Paediatrics, Lagos State University Teaching Hospital, Lagos, NGA.
Cureus. 2018 Dec 31;10(12):e3806. doi: 10.7759/cureus.3806.
Worldwide, sickle cell disease (SCD) poses a significant public health concern. It causes recurrent morbidity, and premature death is a distinct possibility, especially in Nigeria, which bears half the world's burden of SCD patients. Nigeria has yet to establish a newborn screening program; consequently, most affected children are diagnosed between one and three years of age when a health problem arises. Parents are unprepared to identify SCD and seek comprehensive management early enough for the best outcome. Awareness of carrier status and knowledge of SCD would ensure informed reproductive choices. Questionnaires were employed to conduct a prospective, cross-sectional study of the occurrence of missed carrier status of one biological parent of children enrolled at the pediatric sickle cell disease clinic of a teaching hospital. The institution's ethics committee approved the study.

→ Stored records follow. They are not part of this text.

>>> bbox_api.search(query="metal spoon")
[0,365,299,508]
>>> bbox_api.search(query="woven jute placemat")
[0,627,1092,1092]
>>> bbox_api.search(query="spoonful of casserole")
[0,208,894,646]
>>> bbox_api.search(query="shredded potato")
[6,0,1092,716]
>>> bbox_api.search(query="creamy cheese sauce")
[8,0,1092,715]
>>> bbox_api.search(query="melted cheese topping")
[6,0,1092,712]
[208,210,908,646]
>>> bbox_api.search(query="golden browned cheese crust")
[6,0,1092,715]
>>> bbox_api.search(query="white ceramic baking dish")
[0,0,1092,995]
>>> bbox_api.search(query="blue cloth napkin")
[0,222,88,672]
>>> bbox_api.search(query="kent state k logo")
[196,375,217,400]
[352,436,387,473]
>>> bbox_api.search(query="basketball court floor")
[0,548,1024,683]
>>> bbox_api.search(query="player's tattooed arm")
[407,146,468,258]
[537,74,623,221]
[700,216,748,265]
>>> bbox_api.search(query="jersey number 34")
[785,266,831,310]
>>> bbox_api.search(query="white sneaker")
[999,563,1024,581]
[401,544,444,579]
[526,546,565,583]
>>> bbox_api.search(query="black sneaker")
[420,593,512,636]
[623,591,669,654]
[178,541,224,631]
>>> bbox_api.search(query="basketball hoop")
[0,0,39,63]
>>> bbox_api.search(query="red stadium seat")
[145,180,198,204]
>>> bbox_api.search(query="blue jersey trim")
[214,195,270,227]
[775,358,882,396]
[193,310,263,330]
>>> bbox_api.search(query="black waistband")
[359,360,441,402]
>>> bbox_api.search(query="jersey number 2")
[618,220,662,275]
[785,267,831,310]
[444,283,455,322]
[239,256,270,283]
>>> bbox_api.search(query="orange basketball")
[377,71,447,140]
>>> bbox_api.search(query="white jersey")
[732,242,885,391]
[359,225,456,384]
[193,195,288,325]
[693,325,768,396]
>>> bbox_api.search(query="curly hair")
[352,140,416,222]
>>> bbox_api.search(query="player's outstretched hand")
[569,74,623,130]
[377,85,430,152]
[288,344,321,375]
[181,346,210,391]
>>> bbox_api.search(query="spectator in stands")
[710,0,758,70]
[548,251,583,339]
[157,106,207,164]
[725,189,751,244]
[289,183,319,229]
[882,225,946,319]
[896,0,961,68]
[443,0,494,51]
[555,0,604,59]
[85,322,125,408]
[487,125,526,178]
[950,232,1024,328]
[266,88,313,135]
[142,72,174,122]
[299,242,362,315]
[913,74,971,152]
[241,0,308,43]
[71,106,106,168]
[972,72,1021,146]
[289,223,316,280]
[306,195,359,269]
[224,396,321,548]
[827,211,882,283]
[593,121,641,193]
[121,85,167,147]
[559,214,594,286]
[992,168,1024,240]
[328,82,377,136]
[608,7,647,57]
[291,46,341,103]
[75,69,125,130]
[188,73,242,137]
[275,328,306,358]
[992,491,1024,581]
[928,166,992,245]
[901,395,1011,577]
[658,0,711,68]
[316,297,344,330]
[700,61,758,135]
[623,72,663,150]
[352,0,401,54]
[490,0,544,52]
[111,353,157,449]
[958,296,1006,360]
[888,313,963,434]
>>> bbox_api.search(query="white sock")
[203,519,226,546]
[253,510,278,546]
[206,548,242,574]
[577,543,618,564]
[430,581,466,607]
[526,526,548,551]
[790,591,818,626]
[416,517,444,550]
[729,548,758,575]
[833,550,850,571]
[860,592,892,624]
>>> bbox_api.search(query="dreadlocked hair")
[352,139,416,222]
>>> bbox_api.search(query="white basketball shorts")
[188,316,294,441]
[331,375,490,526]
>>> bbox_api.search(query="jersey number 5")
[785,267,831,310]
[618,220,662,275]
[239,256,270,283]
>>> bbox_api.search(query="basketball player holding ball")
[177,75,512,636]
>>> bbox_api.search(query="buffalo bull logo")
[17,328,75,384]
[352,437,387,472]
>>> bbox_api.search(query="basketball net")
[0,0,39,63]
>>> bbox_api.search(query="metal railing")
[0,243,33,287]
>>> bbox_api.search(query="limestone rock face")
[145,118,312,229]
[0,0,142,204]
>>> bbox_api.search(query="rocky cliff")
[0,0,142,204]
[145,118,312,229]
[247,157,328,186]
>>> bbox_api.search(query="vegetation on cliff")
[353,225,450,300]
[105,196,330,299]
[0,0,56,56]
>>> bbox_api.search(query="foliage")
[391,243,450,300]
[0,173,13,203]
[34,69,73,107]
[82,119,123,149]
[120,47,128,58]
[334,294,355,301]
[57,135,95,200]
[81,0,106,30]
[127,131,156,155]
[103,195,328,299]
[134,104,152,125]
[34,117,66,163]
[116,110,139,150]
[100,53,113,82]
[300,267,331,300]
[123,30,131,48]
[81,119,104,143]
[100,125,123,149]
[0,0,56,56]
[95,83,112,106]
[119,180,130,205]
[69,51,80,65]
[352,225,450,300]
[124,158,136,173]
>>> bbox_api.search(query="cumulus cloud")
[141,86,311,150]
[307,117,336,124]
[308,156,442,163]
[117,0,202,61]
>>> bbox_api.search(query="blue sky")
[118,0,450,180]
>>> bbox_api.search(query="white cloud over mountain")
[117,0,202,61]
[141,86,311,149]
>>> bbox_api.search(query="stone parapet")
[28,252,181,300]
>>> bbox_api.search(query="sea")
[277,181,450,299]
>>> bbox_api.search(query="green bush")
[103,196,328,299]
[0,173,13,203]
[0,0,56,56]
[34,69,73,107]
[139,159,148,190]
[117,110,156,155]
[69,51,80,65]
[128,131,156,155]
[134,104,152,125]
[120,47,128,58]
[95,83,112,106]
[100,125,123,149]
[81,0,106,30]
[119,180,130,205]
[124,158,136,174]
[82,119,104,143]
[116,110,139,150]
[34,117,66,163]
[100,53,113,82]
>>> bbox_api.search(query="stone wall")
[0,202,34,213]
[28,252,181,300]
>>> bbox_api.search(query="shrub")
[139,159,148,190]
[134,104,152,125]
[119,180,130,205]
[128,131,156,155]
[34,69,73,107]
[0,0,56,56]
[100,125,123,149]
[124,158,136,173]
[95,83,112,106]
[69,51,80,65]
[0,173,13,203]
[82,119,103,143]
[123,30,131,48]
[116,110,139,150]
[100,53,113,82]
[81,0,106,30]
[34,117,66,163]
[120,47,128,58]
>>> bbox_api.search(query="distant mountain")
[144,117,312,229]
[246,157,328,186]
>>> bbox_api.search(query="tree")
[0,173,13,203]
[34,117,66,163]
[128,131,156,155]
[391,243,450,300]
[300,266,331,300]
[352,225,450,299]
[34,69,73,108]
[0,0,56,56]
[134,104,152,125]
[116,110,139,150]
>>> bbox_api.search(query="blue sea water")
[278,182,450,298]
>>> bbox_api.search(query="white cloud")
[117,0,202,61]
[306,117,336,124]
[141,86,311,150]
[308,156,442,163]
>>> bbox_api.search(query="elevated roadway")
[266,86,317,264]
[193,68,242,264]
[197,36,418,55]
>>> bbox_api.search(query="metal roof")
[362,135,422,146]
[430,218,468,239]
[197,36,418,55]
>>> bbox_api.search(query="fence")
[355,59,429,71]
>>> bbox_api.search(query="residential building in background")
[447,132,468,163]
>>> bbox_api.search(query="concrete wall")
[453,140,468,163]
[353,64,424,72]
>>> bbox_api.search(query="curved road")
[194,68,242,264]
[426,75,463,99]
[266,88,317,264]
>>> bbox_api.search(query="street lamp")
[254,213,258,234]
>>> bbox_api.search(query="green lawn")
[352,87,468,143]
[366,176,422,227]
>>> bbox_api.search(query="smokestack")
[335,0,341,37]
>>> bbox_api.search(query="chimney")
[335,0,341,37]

Of 133 respondents, 53% of the parents were unaware of being sickle cell carriers and did not expect to have children with SCD. Among families in which one or both parents proactively sought to know their genotype, 35% of all parents received incorrect genotyping results regarding the SCD risk of their offspring. The majority of incorrectly assigned hemoglobin AA results occurred in private laboratories. More than 60% of the respondents reported gaining awareness regarding SCD through antenatal care (51%) and schools (17%), as opposed to public awareness campaigns (8%). Many parents in our study population were unprepared for their children's SCD diagnosis. Awareness campaigns need to be revisited as a major potential modality to increase outreach about SCD. Standardization and improved quality control of laboratory testing involving screening of the sickle cell trait could reduce the frequency of wrong genotype assignment.
在全球范围内,镰状细胞病(SCD)引发了重大的公共卫生问题。它会导致反复发病,而且很有可能过早死亡,尤其是在尼日利亚,该国承担着全球一半的镰状细胞病患者负担。尼日利亚尚未建立新生儿筛查项目;因此,大多数患病儿童是在出现健康问题的1至3岁时被诊断出来的。父母没有准备好识别镰状细胞病,也没有尽早寻求全面管理以获得最佳结果。了解携带者状态和镰状细胞病知识将确保做出明智的生育选择。采用问卷调查对一家教学医院儿科镰状细胞病诊所登记的儿童的一位亲生父母的携带者状态漏检情况进行了一项前瞻性横断面研究。该机构的伦理委员会批准了这项研究。在133名受访者中,53%的父母不知道自己是镰状细胞携带者,也没想到会生下患有镰状细胞病的孩子。在父母一方或双方主动寻求了解自己基因型的家庭中,35%的父母收到了关于其后代镰状细胞病风险的错误基因分型结果。大多数错误判定为血红蛋白AA结果的情况发生在私立实验室。超过60%的受访者报告称是通过产前护理(51%)和学校(17%)了解到镰状细胞病的,而通过公众宣传活动了解到的仅占8%。我们研究人群中的许多父母对孩子被诊断为镰状细胞病毫无准备。需要重新审视宣传活动,将其作为扩大镰状细胞病宣传范围的一个主要潜在方式。涉及镰状细胞性状筛查的实验室检测的标准化和质量控制的改善可以减少错误基因分型的频率。